SOAP to EHR to Scribe: What's Next?

L. Gregory Lawton, MD


February 23, 2018

Too Much of a Good Thing?

There are too many clicks now. There is too much data entry. With the 20-inch screen in the exam room, all eyes are on it. Clinicians are spending more time looking at the screen. Patients, left to their own devices for more of the time when the clinician is in the room, are more likely to be using their own devices.

At CHOP, I am involved in a number of initiatives to increase clinician efficiency with the EHR. We are in the process of implementing several different pilots. One is a class on awareness of EHR functionality and showing "tips and tricks" to decrease hapless clicking and mousing. A second pilot is more of an immersion experience, with "at the elbow" personalized support for all staff and clinicians at a given site, with an emphasis on workflow analysis.

The third pilot is a new approach to notes and harkens back to the good old days. It is a scribe pilot.

Enter the Scribe

Here is how a scribe works. The clinician enters the exam room; greets the patient; introduces the scribe (holding a laptop already opened to the patient encounter); and, while maintaining eye contact throughout the entire encounter, conducts a conversational history and physical exam. No turning one's back to the patient. No "please hold on while I type." No "hold on a sec while I find that." Meanwhile, the scribe is taking that encounter and turning it into a clinical document of history and physical.
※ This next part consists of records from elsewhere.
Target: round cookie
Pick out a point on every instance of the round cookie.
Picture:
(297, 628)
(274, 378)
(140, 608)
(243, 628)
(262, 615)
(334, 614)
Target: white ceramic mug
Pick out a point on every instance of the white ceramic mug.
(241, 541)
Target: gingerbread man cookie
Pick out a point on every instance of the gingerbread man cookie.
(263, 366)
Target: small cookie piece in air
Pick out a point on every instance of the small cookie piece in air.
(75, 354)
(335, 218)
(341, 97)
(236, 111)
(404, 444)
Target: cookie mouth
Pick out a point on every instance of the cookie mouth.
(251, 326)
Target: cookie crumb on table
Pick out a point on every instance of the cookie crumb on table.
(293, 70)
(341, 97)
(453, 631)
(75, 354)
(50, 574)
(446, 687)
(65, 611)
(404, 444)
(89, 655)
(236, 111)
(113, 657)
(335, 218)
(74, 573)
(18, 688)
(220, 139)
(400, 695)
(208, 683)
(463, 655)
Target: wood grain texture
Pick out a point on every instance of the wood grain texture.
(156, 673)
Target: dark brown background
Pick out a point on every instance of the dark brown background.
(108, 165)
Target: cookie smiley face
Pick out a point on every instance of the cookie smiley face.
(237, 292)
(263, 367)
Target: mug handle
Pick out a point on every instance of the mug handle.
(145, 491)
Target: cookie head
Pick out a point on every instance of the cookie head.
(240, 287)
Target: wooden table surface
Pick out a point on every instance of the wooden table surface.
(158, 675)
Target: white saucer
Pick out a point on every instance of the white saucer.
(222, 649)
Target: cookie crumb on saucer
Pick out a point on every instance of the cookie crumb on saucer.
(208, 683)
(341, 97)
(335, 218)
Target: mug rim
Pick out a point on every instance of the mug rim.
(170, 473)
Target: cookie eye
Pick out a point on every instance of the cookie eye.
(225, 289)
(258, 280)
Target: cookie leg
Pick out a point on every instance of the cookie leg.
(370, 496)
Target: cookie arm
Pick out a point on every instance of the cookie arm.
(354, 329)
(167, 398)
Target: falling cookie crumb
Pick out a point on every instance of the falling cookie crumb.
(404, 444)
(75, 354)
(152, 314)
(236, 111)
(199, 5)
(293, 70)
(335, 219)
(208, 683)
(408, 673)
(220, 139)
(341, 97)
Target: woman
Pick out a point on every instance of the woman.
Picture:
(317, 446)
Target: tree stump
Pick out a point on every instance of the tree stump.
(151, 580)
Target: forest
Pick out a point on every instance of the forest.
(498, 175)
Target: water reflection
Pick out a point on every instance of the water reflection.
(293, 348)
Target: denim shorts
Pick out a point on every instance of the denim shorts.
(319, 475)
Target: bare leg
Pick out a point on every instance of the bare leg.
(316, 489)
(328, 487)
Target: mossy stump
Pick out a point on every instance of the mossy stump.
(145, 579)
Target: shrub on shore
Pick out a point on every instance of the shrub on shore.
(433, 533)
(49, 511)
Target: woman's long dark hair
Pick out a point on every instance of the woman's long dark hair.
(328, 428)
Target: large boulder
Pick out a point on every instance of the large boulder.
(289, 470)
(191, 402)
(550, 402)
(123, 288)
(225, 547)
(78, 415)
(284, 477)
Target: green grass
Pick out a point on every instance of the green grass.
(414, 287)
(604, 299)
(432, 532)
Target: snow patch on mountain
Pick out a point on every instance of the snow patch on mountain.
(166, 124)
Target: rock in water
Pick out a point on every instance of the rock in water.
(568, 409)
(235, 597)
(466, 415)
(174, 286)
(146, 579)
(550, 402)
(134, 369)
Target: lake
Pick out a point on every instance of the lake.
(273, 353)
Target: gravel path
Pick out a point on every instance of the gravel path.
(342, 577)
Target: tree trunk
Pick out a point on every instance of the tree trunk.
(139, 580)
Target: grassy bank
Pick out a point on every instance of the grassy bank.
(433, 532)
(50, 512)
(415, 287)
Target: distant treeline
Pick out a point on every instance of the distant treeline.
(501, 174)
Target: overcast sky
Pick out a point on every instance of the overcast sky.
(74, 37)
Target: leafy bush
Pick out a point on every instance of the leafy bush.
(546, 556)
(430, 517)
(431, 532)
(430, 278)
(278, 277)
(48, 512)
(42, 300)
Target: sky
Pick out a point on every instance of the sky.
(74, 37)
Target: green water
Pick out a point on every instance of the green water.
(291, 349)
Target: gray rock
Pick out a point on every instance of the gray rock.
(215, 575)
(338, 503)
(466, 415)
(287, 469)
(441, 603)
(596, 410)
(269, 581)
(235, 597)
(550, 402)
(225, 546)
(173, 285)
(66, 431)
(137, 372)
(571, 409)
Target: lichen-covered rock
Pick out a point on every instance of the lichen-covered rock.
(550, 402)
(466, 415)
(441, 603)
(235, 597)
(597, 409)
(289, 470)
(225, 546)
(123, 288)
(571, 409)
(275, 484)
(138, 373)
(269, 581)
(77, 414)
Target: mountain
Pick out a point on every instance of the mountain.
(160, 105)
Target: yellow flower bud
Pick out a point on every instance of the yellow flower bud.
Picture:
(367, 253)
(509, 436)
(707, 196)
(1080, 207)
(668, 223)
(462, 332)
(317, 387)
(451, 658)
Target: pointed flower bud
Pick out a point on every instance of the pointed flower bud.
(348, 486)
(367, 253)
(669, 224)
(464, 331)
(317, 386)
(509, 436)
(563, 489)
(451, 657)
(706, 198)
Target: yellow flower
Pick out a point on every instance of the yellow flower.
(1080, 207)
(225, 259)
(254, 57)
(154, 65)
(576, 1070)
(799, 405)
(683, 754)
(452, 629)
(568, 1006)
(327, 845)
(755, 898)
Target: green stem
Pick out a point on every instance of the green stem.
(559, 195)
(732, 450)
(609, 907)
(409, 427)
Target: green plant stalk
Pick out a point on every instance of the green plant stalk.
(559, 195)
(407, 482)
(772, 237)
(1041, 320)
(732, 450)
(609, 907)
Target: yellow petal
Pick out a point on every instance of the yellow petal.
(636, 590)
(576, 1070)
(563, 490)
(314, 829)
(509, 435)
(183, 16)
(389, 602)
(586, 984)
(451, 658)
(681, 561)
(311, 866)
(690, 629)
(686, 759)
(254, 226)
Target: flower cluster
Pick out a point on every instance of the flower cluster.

Outside the exam room, the clinician reviews the scribe's note, makes any necessary adjustments, and signs it. Other documents, such as referrals, letters, forms, orders, and patient instructions, can all be initiated by the scribe. The clinician just needs to approve and sign.

The pilot is intended to determine how this will work in an ambulatory pediatric practice. Will clinicians like it? What will patients think? Will it make clinicians more efficient or more productive? Although I am a touch-typist and very facile with our EHR, I am rather keen to make use of a scribe. Some clinicians have expressed reluctance to engage a scribe, citing such reasons as a desire to personalize their notes, concerns over privacy, or an aversion to deviating from a long-held workflow or habit.

In the world of EHR, notes are still about communication, but with an emphasis on data.

Alternatively, there have been a number of very enthusiastic responses to the pilot, somewhat analogous to a willingness to part with a loved first-born child in exchange for a scribe (and assuming that the physician really does love the EHR!).

As I look back over my career of 20 years and think about my progress notes, I can make out different seasons. My first notes were truly a personal expression, scratched out with a fountain pen, complete with initialed cross-outs, double underlines, exclamation points, and written so as to leave a physical imprint on the page. They could be copied or faxed, but essentially, they were physical notes, a means of communication as a solitary but unified collection of information.

When the EHR came, notes lost the components of a physical entity. Letters were but pixels on a screen, pecked out between hitting the tab, enter, or backspace key. No more cross-outs. No more smeared ink. No more coffee stains. The notes, no longer physical in nature, could have certain parts or words or options (template-enabled) flagged for archiving, mining, and analysis.

In the world of EHR, notes are still about communication, but with an emphasis on data. And data, to be useful, need to be collected in a certain way. Too much of what a clinician does today is less SOAP note and more data entry.

The pediatrician in me hopes that the scribe will enable clinicians to take a step back in time, to the mindset of a SOAP note written with emphasis on eye contact between the clinician and the patient. The clinical informaticist in me hopes that this will ensure that the very real benefits of data generated during the course of patient encounters will still be possible.